Sunday, March 27, 2011

A Very Nice and Profitable Piece of Meat

Apparently March in Glasgow "is the season when veal is getting to be plentiful and good." Mrs. Black is clearly a fan. The first two recipes in her little booklet are for a nice rolled veal and the accompanying veal soup.  Yum.

In her words: "Purchase a piece of the breast of veal, about 6 inches broad and rather longer, 3 or 4 lbs. weight, and take out the bones. Place it on a table with the skin downwards, and make the following stuffing:-2 oz. of fat bacon ham chopped up, a thick slice of bread grated, a little pepper and salt, and either a very little milk or an egg. Mix this altogether, moistening it with the egg beaten up or the milk, spread it on the veal, which roll up rather tightly, and tie the roll securely with a piece of string. Then rub a little flour all over the outside. Put into a sauce-pan a good teaspoonful of dripping, and make it quite hot; fry and onion in it till it becomes brown; afterwards fry the roll of veal all over the outside. When this is done, put in 1 breakfast-cupful of water, put on the lid, and stew slowly for one hour and a half. Then take off the strings, dish the meat, and pour the gravy over it.

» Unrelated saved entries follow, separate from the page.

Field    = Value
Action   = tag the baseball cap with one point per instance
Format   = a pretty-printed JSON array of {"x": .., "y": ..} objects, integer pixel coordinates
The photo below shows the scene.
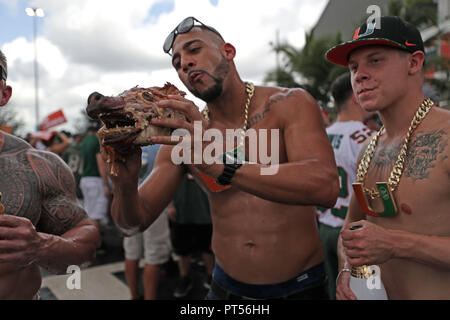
[{"x": 392, "y": 31}]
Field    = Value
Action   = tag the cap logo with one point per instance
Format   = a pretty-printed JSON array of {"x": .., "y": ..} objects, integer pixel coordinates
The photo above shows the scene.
[{"x": 370, "y": 29}]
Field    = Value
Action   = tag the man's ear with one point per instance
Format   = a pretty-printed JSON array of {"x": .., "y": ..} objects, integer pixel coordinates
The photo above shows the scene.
[
  {"x": 229, "y": 51},
  {"x": 416, "y": 61},
  {"x": 7, "y": 92}
]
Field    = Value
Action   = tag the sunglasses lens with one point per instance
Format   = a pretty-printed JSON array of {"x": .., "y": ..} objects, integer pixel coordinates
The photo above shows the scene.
[
  {"x": 169, "y": 41},
  {"x": 185, "y": 25}
]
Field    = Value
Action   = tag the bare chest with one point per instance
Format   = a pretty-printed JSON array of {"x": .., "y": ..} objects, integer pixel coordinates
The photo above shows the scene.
[
  {"x": 421, "y": 196},
  {"x": 19, "y": 187}
]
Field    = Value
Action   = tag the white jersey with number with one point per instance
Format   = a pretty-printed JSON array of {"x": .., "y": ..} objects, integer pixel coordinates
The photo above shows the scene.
[{"x": 346, "y": 139}]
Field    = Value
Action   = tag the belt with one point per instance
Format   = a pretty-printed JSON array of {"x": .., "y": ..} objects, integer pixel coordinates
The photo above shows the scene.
[{"x": 224, "y": 294}]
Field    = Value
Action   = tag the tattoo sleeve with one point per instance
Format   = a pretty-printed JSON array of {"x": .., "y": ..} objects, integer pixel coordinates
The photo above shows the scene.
[{"x": 60, "y": 210}]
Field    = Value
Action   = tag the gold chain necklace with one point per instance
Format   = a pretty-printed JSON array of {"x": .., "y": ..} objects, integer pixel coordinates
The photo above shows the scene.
[
  {"x": 250, "y": 89},
  {"x": 399, "y": 166}
]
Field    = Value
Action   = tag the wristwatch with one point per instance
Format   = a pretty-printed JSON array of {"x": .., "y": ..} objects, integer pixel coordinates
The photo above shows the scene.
[{"x": 231, "y": 163}]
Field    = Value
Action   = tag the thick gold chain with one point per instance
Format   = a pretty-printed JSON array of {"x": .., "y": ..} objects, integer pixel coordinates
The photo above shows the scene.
[
  {"x": 399, "y": 166},
  {"x": 250, "y": 89}
]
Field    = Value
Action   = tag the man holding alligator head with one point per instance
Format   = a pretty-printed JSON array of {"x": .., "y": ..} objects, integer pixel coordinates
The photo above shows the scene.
[{"x": 265, "y": 235}]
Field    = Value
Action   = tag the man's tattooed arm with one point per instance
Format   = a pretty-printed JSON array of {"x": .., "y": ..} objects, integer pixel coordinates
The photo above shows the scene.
[
  {"x": 261, "y": 115},
  {"x": 68, "y": 236},
  {"x": 425, "y": 152}
]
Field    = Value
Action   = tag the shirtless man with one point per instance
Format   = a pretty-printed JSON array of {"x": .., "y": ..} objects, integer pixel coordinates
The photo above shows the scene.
[
  {"x": 265, "y": 233},
  {"x": 411, "y": 244},
  {"x": 41, "y": 221}
]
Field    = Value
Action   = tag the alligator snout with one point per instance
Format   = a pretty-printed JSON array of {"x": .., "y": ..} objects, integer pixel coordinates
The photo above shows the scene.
[{"x": 98, "y": 103}]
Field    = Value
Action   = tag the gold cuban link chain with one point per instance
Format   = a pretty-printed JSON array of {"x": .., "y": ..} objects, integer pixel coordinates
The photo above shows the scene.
[
  {"x": 250, "y": 89},
  {"x": 399, "y": 166}
]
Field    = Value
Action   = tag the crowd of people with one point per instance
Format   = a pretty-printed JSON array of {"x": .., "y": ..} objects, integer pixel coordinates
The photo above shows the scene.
[{"x": 296, "y": 234}]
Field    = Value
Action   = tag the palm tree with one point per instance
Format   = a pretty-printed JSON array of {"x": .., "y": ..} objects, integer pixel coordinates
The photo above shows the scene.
[{"x": 307, "y": 67}]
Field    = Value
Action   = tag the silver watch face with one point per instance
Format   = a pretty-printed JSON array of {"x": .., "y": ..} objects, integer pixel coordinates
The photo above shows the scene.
[{"x": 229, "y": 158}]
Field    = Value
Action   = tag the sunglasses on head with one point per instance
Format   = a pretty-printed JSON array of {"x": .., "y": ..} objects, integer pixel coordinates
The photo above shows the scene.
[
  {"x": 3, "y": 74},
  {"x": 185, "y": 26}
]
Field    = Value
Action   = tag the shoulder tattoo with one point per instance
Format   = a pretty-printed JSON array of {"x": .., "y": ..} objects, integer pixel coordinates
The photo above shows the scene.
[
  {"x": 60, "y": 208},
  {"x": 425, "y": 152},
  {"x": 261, "y": 115}
]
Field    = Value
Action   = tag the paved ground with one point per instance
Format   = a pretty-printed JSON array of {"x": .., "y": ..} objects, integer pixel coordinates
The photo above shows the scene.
[{"x": 104, "y": 279}]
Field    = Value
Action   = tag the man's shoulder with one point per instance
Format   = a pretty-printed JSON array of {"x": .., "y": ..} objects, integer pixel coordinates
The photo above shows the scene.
[
  {"x": 10, "y": 143},
  {"x": 289, "y": 103}
]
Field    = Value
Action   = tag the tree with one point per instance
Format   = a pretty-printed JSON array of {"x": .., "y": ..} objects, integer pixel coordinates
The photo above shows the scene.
[
  {"x": 307, "y": 67},
  {"x": 9, "y": 117},
  {"x": 423, "y": 14}
]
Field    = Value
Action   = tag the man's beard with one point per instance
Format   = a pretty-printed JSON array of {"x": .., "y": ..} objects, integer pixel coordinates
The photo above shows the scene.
[{"x": 214, "y": 91}]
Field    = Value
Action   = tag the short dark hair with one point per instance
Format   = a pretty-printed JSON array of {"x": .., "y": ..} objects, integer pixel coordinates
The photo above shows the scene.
[{"x": 341, "y": 90}]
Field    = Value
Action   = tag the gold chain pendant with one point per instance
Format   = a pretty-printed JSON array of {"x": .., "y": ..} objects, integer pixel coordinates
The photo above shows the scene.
[
  {"x": 213, "y": 186},
  {"x": 385, "y": 190},
  {"x": 2, "y": 207}
]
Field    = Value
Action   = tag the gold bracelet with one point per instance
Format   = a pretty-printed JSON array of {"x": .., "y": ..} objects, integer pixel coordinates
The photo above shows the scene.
[{"x": 340, "y": 272}]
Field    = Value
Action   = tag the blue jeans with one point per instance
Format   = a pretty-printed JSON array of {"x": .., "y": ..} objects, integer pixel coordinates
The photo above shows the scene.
[{"x": 310, "y": 284}]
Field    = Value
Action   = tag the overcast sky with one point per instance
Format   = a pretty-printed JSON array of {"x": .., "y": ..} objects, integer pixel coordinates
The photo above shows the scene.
[{"x": 112, "y": 45}]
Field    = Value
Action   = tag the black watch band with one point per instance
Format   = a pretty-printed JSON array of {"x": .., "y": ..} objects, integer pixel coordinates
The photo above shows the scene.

This is really a very nice and profitable piece of meat, as it can be used either hot or cold, and the bones can also be used to make soup with." 

Disregarding the fact that I have a major problem with veal for ethical reasons, I could probably ask the butchers at Whole Foods (or preferably an independent butcher shop that can offer a little more moral support) for 4 pounds of bone-in veal. I'm sure it is no longer the bargain it was in 1884. I also hope that the veal calves of the 1880s were more family farm raised and not subjected to the stress torture of a modern American factory farm. As for boning the veal - don't you love how there are no instructions for how to manage that process? Eeek! The stuffing seems a little bland, but nothing wrong with bacon. I might add some celery, an onion and a handful of parsley. A little fry up and braise isn't all bad, right? But I missed how a breakfast cupful of water and some meat drippings qualify as "gravy." Ah well. Times have changed. 

Here's a link to a more modern recipe for stuffed veal from the lovely folks at Epicurious. This one suggests roasting for 2 1/2 hours in a 350 degree oven with a stuffing that includes chicken livers. I'm not sure I'm up for trying out either version, but you  might keep it in mind for a special occasion.